Two reasons why Eastern Europeans fail to succeed in the UK

*Before I start, I wish to clarify that whereas Estonia is considered an Eastern European country, our culture and mentality are different. We have much more in common with the Scandinavians. However, some traits of an average Estonian are similar to those of Eastern Europeans.

I was sitting on the bus the other day and overheard a conversation between two suitably tacky looking Eastern European girls. They were discussing the trials and tribulations of getting a well-paid job in London. They were blaming the society for being xenophobic and the main reason for them not succeeding.  

Let’s admit, Eastern Europeans do not have the best reputation in the UK. I agree that the British can be very xenophobic and often misinformed about “those pesky Eastern Europeans”. However, it really depends on the type of folk you socialise with. I had the pleasure of living in Bermondsey some years ago. Those traditionally white and poorly educated communities are very narrow-minded and they really struggle to accept you as one of them (to be honest why would anyone want to succeed in that?). They’ve been living in their bubble all their lives and it has clearly altered their outlook on the bigger picture. It was cringeworthy to witness inbred tracksuit-wearing men blanantly making racist jokes when a black guy walked into a pub. Or people who think anyone with a peculiar accent must be from either Russia or Poland. They clearly have no idea that there are more that two countries in Eastern Europe.

I blame the ignorance of the British but I mostly blame the foreigners themselves. You move here, make no effort to be integrate, act exactly the way you would back home, live with a mentality that the only job an Eastern European can get is something that the locals don’t want to do.

I believe there are two key factors why Eastern Europeans don’t seem to really succeed here:

Well the first flaw in the plan is that when they move here they mostly socialise with people of the same nationality. For example the average Estonian does not like to talk with people they don’t know. Crazy, right? Most of them are completely unable to do any small talk. Estonians love to say: pfft, I don't care for pointless chatter, it’s fake and I’d rather spend time with someone i actually know. How on earth are you ever suppose to meet new people when you’re completely unable to carry a conversation? Estonians like living in their comfort zone and meeting new people is clearly a scary prospect. That way it’s impossible for them to make friends with British people and therefore they never fully manage to integrate into the society.  I don’t know how many times I have witnessed my British friends trying to have a chat with my Estonian friends. It’s a very painful process. Obviously after some drinking Estonians manage to put a sentence together that doesn’t solely consist of one syllable words.

Second problem is that Eastern Europeans are not well known for their smiley and friendly nature. One thing that the British say about Eastern Europeans is that they always look so serious and have no sense of humour. Nobody will even attempt to strike a conversation with them because they come across very cold and unapproachable. To be honest no wonder they look so serious all the time. If I had to wear that much blusher and have a fashion sense from hell, I’d be pretty pissed off too.

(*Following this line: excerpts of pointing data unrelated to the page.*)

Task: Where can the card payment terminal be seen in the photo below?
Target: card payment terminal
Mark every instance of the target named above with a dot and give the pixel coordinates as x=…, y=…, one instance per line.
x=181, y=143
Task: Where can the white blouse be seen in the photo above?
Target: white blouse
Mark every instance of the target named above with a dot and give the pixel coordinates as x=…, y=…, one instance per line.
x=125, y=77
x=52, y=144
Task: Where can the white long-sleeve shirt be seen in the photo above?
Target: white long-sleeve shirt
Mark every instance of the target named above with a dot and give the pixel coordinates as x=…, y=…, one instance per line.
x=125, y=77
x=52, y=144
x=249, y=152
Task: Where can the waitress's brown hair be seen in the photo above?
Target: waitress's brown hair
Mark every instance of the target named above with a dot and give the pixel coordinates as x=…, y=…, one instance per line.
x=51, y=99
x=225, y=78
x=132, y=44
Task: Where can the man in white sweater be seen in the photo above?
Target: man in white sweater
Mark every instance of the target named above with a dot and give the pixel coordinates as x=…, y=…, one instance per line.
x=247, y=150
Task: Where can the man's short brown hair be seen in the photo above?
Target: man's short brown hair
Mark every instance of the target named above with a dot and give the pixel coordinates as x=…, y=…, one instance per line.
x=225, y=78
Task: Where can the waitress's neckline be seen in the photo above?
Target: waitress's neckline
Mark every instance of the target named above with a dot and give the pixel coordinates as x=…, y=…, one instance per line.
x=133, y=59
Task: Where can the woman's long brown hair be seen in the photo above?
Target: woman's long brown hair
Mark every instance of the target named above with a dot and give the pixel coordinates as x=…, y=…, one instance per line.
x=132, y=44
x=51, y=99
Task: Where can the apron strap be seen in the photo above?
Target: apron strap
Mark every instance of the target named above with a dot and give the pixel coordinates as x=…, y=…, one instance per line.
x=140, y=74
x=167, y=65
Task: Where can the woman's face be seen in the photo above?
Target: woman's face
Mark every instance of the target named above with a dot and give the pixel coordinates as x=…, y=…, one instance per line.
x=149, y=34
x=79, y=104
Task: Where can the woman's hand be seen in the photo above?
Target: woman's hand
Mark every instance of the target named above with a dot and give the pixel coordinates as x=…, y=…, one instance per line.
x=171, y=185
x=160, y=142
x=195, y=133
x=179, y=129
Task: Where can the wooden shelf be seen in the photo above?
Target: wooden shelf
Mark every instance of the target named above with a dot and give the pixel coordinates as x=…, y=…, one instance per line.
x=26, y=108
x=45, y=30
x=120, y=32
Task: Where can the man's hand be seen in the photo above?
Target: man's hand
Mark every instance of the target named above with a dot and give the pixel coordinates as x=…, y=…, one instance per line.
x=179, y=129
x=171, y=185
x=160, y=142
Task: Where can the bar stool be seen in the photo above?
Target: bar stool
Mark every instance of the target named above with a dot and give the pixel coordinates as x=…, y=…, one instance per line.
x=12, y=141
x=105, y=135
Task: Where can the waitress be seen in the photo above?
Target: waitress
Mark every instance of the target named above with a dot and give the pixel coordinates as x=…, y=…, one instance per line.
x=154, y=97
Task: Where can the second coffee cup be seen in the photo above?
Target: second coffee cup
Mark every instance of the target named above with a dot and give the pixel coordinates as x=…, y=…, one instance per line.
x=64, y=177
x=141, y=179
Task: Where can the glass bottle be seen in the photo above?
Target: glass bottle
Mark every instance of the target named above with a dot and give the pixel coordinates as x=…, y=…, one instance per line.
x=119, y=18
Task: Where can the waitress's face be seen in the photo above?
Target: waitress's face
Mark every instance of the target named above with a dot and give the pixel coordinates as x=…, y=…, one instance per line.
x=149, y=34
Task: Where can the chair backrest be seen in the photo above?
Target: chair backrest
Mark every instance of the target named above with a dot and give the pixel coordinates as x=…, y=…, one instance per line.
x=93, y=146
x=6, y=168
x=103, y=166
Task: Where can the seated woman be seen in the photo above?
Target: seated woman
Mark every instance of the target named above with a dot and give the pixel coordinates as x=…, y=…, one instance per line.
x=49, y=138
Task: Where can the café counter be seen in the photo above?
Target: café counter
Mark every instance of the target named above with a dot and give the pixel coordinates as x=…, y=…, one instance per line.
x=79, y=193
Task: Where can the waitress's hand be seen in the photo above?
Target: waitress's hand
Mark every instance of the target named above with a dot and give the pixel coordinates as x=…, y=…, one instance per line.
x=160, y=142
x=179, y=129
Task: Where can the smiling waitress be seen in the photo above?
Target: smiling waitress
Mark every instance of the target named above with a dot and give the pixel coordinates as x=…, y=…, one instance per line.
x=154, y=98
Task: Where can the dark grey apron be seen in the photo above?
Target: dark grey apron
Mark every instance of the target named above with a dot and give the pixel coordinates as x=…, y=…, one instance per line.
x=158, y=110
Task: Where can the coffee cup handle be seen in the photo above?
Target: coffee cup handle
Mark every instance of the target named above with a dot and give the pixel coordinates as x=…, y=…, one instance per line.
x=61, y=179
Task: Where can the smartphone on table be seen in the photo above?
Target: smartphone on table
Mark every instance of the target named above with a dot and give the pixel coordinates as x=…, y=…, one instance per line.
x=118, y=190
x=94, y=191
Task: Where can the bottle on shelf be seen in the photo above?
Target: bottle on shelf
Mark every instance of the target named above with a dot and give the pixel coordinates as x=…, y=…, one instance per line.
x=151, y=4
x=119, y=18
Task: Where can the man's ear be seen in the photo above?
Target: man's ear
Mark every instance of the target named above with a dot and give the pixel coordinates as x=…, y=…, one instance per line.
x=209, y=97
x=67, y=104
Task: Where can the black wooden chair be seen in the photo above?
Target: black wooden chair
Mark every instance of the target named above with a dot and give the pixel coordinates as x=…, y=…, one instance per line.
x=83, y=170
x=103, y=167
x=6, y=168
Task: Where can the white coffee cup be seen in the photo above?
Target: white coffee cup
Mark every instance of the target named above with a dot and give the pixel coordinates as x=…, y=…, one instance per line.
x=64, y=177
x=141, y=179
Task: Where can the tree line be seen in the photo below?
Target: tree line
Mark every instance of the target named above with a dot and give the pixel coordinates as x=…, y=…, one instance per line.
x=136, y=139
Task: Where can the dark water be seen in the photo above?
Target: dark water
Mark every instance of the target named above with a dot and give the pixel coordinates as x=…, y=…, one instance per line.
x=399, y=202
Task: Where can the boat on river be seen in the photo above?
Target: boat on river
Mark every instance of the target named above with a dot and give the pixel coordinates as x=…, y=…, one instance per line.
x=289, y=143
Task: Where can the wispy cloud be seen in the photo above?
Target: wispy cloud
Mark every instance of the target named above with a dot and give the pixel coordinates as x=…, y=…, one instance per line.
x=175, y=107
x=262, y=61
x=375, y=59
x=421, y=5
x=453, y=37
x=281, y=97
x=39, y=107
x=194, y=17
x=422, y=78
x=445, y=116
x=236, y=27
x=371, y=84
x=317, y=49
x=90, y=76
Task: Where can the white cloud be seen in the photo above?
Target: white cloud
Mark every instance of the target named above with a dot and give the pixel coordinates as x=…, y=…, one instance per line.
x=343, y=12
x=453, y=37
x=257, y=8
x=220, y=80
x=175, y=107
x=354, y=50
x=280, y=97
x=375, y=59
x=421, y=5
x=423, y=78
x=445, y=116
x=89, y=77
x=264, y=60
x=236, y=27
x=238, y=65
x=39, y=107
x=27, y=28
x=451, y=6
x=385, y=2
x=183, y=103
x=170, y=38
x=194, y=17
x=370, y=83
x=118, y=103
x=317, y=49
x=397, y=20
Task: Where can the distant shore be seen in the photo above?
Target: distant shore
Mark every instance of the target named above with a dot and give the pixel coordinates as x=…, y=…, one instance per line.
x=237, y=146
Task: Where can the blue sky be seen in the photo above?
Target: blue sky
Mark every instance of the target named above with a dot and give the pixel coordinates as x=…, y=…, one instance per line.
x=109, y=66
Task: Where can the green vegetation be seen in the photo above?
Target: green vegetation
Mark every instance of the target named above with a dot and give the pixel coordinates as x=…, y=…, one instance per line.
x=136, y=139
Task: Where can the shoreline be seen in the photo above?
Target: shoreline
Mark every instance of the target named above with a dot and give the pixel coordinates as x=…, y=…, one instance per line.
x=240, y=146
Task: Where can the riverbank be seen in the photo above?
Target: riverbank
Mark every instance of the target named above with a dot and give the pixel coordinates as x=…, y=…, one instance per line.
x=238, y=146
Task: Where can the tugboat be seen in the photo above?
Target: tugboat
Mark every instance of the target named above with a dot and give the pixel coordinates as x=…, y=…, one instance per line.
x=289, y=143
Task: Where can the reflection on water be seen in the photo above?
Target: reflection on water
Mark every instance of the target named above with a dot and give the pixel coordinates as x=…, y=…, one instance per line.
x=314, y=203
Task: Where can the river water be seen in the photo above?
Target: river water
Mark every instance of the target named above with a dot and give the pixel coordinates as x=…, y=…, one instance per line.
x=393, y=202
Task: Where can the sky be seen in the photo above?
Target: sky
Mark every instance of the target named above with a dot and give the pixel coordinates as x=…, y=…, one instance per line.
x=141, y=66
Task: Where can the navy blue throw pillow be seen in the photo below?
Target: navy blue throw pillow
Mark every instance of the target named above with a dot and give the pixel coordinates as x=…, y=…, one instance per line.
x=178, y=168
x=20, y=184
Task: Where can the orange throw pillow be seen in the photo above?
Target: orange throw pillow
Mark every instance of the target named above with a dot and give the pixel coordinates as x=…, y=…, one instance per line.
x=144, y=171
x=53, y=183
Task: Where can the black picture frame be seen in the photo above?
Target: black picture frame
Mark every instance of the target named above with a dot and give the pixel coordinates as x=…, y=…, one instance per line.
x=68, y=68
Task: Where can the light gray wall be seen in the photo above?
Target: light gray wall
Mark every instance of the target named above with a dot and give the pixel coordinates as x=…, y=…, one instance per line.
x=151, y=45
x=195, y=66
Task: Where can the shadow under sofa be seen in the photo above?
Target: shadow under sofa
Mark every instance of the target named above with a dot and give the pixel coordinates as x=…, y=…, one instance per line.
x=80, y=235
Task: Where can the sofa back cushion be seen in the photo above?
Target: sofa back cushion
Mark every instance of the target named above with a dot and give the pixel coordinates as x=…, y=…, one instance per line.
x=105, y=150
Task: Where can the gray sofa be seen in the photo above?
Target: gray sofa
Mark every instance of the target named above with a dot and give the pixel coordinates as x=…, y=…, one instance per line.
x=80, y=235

Now banter is another thing. If you don’t have it, you don’t have it. Nothing you can do about it. I personally think Estonians have a wicked sense of humour. Very dry and sarcastic, best kind of humour there is. However, it seems that some countries were completely skipped by the Gods of Banter.  The sour face and borderline cretinous jokes are hardly a heart-winning combo.

Thankfully I grew up on classic BBC comedy programs such as Blackadder and I consider myself as an experienced sarcasm aficionado. I mean if the British tell you that you‘re more sarcastic than them, you know you’ve gained some serious street cred. You will be known as someone who is quick witted and funny and not "that (seriously hot) blond Eastern European chick".

If you move to a foreign country, it is essential that you are open to new acquaintances and new experiences, respect the people who have been living there all their lives, immerse yourself in their culture and always accept the fact that you are in their country. Only with that kind of attitude a foreigner can really integrate into the society and live a financially and emotionally satisfying life.